In 2018, there was a data breach that affected 380,000 to 500,000 customers of British Airways.[1][2]

Attack

The Information Commissioner's Office said that the attack had begun in June 2018.[2]

The ICO claimed the incident took place after the British Airways website was diverted to a false site. According to computer security Alan Woodward the attack was most likely carried out through a supply chain attack on a third party payment utility used by the website.[3] This script sent the submitted payment information to the attackers directly. The breach of CVV codes in the attacks support this theory, as by PCI DSS standards CVV codes are not stored,[4] and are only processed during the time payments are made which makes access to a database unlikely.

British Airways said the attack affected bookings from 21 August 2018 to 5 September 2018 with credit card details of around 380,000 total customers being compromised.[1] The attackers obtained names, street addresses, email addresses, credit card numbers, expiration dates and card security codes – enough to allow thieves to steal from accounts.[1] 77,000 customers had their name, address, email address and detailed payment information taken, while 108,000 people had personal details compromised which did not include CVV numbers.[5]

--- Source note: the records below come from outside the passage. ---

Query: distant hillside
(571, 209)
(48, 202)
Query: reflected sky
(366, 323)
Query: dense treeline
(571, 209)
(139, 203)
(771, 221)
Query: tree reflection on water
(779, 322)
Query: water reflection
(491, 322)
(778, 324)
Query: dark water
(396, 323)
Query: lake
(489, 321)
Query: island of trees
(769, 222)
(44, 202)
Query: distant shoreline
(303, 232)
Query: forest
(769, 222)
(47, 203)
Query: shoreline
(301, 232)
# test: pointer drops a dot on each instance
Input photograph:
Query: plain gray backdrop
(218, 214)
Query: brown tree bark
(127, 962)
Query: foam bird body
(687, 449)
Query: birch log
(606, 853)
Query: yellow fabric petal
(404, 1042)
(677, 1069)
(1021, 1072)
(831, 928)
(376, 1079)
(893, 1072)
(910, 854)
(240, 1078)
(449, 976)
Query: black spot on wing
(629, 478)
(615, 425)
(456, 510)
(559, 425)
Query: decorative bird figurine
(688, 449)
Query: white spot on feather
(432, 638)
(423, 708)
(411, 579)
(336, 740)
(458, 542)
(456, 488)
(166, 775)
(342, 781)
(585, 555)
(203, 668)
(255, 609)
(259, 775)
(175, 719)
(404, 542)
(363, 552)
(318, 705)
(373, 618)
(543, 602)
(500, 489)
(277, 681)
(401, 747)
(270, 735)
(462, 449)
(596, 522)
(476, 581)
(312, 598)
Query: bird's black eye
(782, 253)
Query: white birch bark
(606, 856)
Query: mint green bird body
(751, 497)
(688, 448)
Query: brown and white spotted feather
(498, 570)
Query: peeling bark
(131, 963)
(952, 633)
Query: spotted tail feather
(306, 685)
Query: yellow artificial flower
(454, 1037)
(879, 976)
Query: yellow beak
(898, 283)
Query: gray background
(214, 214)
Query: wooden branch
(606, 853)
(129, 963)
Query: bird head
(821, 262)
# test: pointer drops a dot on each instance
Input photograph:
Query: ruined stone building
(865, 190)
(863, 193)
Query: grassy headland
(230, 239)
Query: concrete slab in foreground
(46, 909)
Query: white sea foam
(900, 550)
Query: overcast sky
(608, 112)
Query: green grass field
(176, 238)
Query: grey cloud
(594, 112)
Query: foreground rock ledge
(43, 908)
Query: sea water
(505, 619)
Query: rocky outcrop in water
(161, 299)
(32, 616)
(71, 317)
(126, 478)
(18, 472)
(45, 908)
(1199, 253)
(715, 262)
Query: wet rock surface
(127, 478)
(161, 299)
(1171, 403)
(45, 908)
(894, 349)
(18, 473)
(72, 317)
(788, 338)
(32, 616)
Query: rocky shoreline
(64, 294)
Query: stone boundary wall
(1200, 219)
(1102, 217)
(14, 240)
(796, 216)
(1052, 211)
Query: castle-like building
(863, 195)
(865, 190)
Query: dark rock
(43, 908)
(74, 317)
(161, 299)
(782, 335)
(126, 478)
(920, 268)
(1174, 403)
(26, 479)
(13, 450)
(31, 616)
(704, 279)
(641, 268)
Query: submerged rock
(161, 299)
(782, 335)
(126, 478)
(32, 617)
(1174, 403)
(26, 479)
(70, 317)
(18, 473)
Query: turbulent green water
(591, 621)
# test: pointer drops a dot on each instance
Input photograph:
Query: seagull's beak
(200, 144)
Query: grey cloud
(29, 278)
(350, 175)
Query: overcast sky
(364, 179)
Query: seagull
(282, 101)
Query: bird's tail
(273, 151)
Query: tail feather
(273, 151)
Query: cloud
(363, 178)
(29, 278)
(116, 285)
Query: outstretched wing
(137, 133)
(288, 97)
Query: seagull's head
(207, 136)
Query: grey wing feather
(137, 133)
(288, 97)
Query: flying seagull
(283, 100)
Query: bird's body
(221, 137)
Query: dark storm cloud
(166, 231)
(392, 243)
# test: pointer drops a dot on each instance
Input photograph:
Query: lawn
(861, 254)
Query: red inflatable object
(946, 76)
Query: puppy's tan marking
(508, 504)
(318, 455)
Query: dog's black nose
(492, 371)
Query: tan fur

One customer of the airline reported that his card had been used to buy items by phone at Harrods while he was in Malaysia.[2] The attempt was rejected – the customer did not think his card was exposed except by this attack.[2] .

Aftermath

British Airways urged customers to contact their banks or credit card issuer and to follow their advice.[1] NatWest said that it received more calls than usual because of the breach.[1] American Express said that customers would not need to take any action and that they would alert customers with unusual activity on their cards.[1]

Consequences for British Airways

British Airways was issued with a £183 million fine by the Information Commissioner's Office, which was the biggest fine issued by the office up to that date.[2] It was roughly 367 times the previous record, which was a £500,000 fine imposed on Facebook over the Cambridge Analytica scandal.[2]

The Facebook fine was the heaviest that could have been imposed at the time – a new law mirroring GDPR had been introduced between the Facebook and British Airways scandals.[2] The fine was 1.5% of the airline's worldwide turnover in 2017.[2] The maximum under the new laws would have been 4% of worldwide turnover, which would have approached £500 million.[2]

CEO and chairman Álex Cruz said the airline was "surprised and disappointed" in the ICO's finding.[2]

In October 2020 British Airways was fined £20 million by the Information Commissioner's Office, considerably smaller than the £183 million fine that the ICO originally intended.[6]